Une partie de la base de la langue
Le fait que quelqu'un qui ne soit plus capable de mettre un nom sur une pomme ou une maison puisse produire une phrase assez complexe telle que "Saint nom de Dieu" suggère que le serment se produit à un niveau plus automatisé que la production générale du discours, et dans une autre partie du cerveau - et qu'il ne peut donc pas être remplacé de manière satisfaisante par une phrase non-explétive.
De nos jours, le juron de choix ne serait probablement plus le nom de Dieu. Les expressions épargnées par l'aphasie vous causeraient probablement des ennuis dans le Cheshire, Dartford, Canterbury ou l'un des 15 conseils britanniques qui ont interdit les jurons. Ils voudraient, cependant, permettre à ces patients d'exprimer leur frustration d'avoir perdu toute autre fonction linguistique.
Jurer joue un rôle important dans le maintien de l'hygiène mentale et de la santé mentale car il est associé au soulagement des émotions désagréables, sentiments et sensations. Quoi de plus, les personnes qui ont appris à parler couramment une langue étrangère plus tard dans la vie ressentent même les jurons les plus forts comme moins tabous que l'équivalent dans leur langue maternelle. Cela suggère que les jurons que nous avons acquis tôt, pendant que nous apprenions à parler, nous connecte fondamentalement à nos émotions les plus profondes. Les petits enfants se réjouissent souvent du choc qu'ils peuvent produire en utilisant des mots simples - même s'ils n'ont aucune idée de ce que signifie le mot ou pourquoi il est si inapproprié - et ces impressions restent avec nous.
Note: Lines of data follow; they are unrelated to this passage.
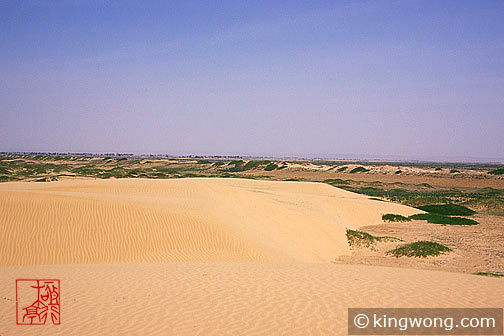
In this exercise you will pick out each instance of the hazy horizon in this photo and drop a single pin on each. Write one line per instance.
(420, 80)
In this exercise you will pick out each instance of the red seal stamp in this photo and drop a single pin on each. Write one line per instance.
(37, 301)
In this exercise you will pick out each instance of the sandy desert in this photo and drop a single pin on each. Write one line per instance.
(206, 256)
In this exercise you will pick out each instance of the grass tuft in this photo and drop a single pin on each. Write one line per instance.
(499, 171)
(363, 239)
(447, 209)
(490, 274)
(442, 219)
(421, 249)
(395, 218)
(358, 170)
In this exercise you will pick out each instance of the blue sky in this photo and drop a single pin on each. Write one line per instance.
(379, 79)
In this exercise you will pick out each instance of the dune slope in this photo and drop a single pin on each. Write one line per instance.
(140, 220)
(234, 298)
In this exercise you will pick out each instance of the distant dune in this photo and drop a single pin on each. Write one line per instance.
(205, 257)
(139, 220)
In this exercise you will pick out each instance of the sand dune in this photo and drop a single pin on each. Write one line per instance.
(255, 258)
(234, 298)
(140, 220)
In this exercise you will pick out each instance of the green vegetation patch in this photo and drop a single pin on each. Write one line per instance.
(490, 274)
(447, 209)
(499, 171)
(271, 167)
(490, 205)
(395, 218)
(256, 163)
(363, 239)
(336, 181)
(421, 249)
(442, 219)
(358, 170)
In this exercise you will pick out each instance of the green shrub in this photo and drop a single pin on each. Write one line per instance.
(395, 218)
(335, 181)
(359, 238)
(271, 167)
(496, 275)
(442, 219)
(419, 249)
(447, 209)
(491, 205)
(359, 170)
(255, 163)
(499, 171)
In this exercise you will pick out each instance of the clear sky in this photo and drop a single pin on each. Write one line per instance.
(382, 79)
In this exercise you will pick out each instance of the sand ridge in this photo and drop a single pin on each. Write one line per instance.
(196, 219)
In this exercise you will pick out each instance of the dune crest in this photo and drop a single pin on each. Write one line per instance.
(140, 220)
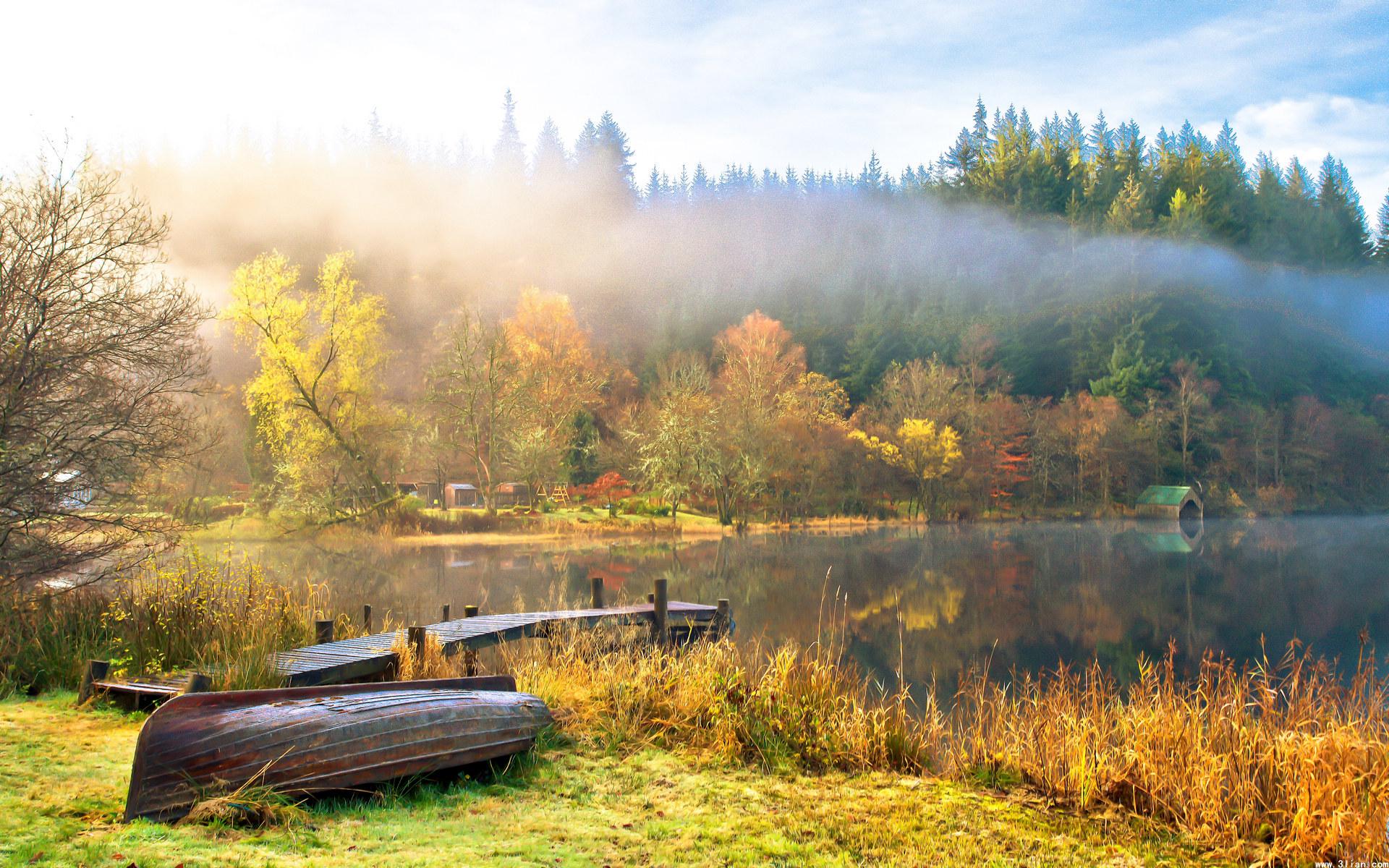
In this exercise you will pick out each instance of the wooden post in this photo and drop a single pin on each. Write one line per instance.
(659, 614)
(723, 617)
(96, 670)
(470, 658)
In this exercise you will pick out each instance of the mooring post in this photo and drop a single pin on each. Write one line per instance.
(723, 617)
(95, 671)
(470, 658)
(661, 597)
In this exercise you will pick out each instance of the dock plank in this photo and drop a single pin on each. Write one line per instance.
(371, 656)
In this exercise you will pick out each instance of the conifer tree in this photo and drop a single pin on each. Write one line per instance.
(611, 150)
(509, 155)
(552, 161)
(1381, 252)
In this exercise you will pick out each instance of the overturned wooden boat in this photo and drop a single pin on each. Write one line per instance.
(303, 741)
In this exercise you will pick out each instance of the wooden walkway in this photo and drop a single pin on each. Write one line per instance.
(352, 659)
(332, 663)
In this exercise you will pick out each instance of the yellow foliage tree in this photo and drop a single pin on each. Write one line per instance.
(921, 449)
(317, 398)
(556, 377)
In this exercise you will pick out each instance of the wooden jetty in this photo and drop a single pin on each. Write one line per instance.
(371, 658)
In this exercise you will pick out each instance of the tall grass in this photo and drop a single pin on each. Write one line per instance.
(224, 617)
(1275, 763)
(1284, 756)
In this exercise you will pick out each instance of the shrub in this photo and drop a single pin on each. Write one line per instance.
(224, 617)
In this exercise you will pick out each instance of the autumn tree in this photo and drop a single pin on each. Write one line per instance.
(1191, 393)
(812, 442)
(757, 363)
(677, 431)
(317, 399)
(472, 388)
(556, 377)
(922, 451)
(99, 352)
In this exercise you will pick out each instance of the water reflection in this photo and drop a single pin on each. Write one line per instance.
(935, 599)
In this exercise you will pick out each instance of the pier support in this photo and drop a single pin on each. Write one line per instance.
(95, 671)
(660, 611)
(470, 658)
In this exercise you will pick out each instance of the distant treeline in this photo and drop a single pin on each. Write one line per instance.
(1076, 305)
(1102, 176)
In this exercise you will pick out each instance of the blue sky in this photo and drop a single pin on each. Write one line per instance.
(791, 82)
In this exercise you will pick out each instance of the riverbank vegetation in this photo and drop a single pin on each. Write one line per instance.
(63, 777)
(1286, 760)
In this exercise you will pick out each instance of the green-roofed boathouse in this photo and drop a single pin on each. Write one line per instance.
(1176, 502)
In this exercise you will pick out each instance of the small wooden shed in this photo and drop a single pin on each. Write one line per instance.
(1174, 502)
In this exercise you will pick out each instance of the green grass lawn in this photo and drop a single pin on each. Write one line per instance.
(63, 778)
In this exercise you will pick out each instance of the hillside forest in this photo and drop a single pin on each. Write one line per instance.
(1045, 318)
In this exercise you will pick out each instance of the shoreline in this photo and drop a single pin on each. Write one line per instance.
(578, 534)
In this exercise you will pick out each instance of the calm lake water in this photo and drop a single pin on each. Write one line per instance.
(937, 599)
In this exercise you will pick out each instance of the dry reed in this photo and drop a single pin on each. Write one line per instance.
(1280, 763)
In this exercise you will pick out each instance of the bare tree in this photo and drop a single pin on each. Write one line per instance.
(1191, 398)
(99, 350)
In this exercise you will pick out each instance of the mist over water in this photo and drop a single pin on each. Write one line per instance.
(940, 597)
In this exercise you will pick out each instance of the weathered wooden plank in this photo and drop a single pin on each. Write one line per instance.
(371, 656)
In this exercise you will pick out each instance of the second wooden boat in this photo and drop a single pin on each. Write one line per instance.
(315, 739)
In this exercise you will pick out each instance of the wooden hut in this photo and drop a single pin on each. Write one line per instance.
(463, 495)
(1173, 502)
(513, 495)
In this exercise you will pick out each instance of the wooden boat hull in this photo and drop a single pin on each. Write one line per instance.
(315, 739)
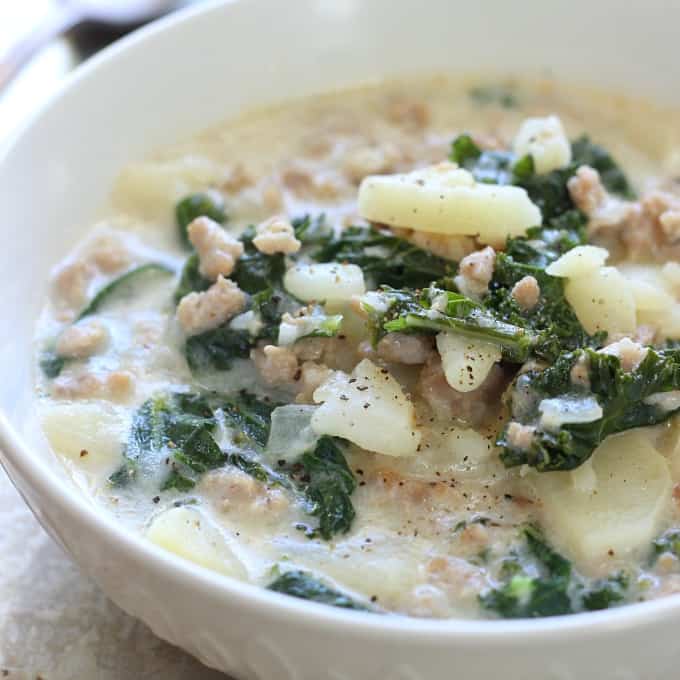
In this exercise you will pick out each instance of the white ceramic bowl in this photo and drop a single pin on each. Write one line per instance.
(173, 79)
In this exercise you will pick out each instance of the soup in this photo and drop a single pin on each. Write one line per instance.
(409, 349)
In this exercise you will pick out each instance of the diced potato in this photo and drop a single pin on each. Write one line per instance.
(546, 141)
(188, 533)
(671, 275)
(327, 281)
(466, 363)
(371, 411)
(578, 261)
(91, 433)
(602, 301)
(152, 188)
(619, 510)
(445, 199)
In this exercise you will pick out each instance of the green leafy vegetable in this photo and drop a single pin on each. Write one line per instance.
(322, 475)
(121, 285)
(256, 271)
(328, 486)
(384, 258)
(538, 581)
(206, 204)
(312, 231)
(623, 397)
(549, 190)
(177, 426)
(668, 542)
(434, 310)
(250, 417)
(306, 587)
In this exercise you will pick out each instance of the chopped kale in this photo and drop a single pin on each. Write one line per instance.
(206, 204)
(623, 397)
(250, 418)
(322, 475)
(312, 231)
(384, 258)
(585, 152)
(328, 486)
(434, 310)
(263, 473)
(191, 280)
(548, 190)
(216, 349)
(540, 591)
(177, 426)
(537, 581)
(306, 587)
(51, 363)
(256, 271)
(552, 319)
(490, 167)
(176, 480)
(121, 285)
(545, 244)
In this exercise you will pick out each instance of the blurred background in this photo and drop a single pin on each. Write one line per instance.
(95, 23)
(55, 624)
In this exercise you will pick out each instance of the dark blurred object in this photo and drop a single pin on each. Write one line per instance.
(93, 23)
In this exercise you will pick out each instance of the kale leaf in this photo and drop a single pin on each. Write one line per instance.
(191, 279)
(552, 319)
(321, 475)
(496, 95)
(51, 363)
(328, 485)
(548, 190)
(434, 310)
(528, 593)
(306, 587)
(538, 581)
(205, 204)
(249, 417)
(256, 271)
(668, 542)
(623, 396)
(177, 426)
(121, 285)
(384, 258)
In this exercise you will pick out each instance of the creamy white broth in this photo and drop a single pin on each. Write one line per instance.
(431, 530)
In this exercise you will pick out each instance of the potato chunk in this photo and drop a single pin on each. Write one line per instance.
(88, 432)
(445, 199)
(369, 408)
(621, 506)
(187, 533)
(602, 301)
(330, 281)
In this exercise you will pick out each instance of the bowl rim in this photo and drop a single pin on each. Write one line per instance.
(72, 502)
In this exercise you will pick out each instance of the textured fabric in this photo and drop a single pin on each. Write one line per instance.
(57, 625)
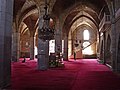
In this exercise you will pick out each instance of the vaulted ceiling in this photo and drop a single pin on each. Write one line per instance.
(89, 11)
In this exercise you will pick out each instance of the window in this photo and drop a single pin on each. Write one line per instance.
(86, 35)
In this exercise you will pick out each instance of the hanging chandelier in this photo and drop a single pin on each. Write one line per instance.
(46, 32)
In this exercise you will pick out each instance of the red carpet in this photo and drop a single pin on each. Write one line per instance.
(83, 74)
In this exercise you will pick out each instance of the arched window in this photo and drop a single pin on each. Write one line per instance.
(86, 35)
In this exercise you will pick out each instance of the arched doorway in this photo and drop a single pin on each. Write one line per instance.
(108, 52)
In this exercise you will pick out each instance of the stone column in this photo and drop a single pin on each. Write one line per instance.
(58, 41)
(43, 50)
(113, 38)
(6, 14)
(32, 44)
(65, 57)
(15, 46)
(104, 49)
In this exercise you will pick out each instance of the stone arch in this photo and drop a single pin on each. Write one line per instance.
(118, 55)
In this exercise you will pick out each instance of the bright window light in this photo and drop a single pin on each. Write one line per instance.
(86, 35)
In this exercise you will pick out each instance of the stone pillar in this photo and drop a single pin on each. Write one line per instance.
(32, 44)
(104, 49)
(65, 57)
(6, 14)
(15, 46)
(58, 41)
(43, 50)
(113, 38)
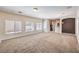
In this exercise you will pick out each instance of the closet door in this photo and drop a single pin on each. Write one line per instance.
(68, 25)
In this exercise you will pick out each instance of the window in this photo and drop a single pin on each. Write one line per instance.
(38, 26)
(29, 26)
(12, 26)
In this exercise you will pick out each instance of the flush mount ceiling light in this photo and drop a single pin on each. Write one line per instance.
(35, 9)
(19, 11)
(69, 7)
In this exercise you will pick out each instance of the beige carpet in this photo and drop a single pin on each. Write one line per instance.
(42, 42)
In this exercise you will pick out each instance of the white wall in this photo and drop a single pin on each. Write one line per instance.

La linguistique historique nous dit que cela a toujours été le cas. Les choses par lesquelles nous jurions ont changé au cours des siècles, passant de tabous religieux à des tabous physiques, et varient d'un pays à l'autre. En néerlandais, si tu veux insulter gravement quelqu'un tu lui diras de contracter une horrible maladie, alors qu'en chinois, si vous traitez quelqu'un de frimeur, on pourrait dire qu'ils soufflent de la vapeur dans les parties intimes d'une vache.
Quel que soit le juron de choix, le fait que les gens jurent — et que d'autres s'y opposent — est probablement aussi vieux que le langage lui-même. Partout où il y a un enregistrement assez substantiel d'une langue ancienne, il y a un enregistrement de jurons. En effet, jurer est l'une des fonctions les plus fondamentales du langage, c'est pourquoi le sketch de Fry et Laurie sur les jurons inventés est si drôle :nous n'avons aucune idée de ce que les mots ("Prunk, " " Putain, " "Pempslider") signifie, mais nous savons qu'ils sont mauvais.
Alors, quand ce policier du Cheshire, de Dartford ou de Canterbury essaie de vous infliger une amende, dites-leur simplement que vous juriez pour des raisons purement médicinales et qu'ils mènent une bataille perdue il y a des milliers d'années. N'utilisez pas de mots de quatre lettres pendant que vous le faites.
Cet article est republié à partir de The Conversation sous une licence Creative Commons. Lire l'article original.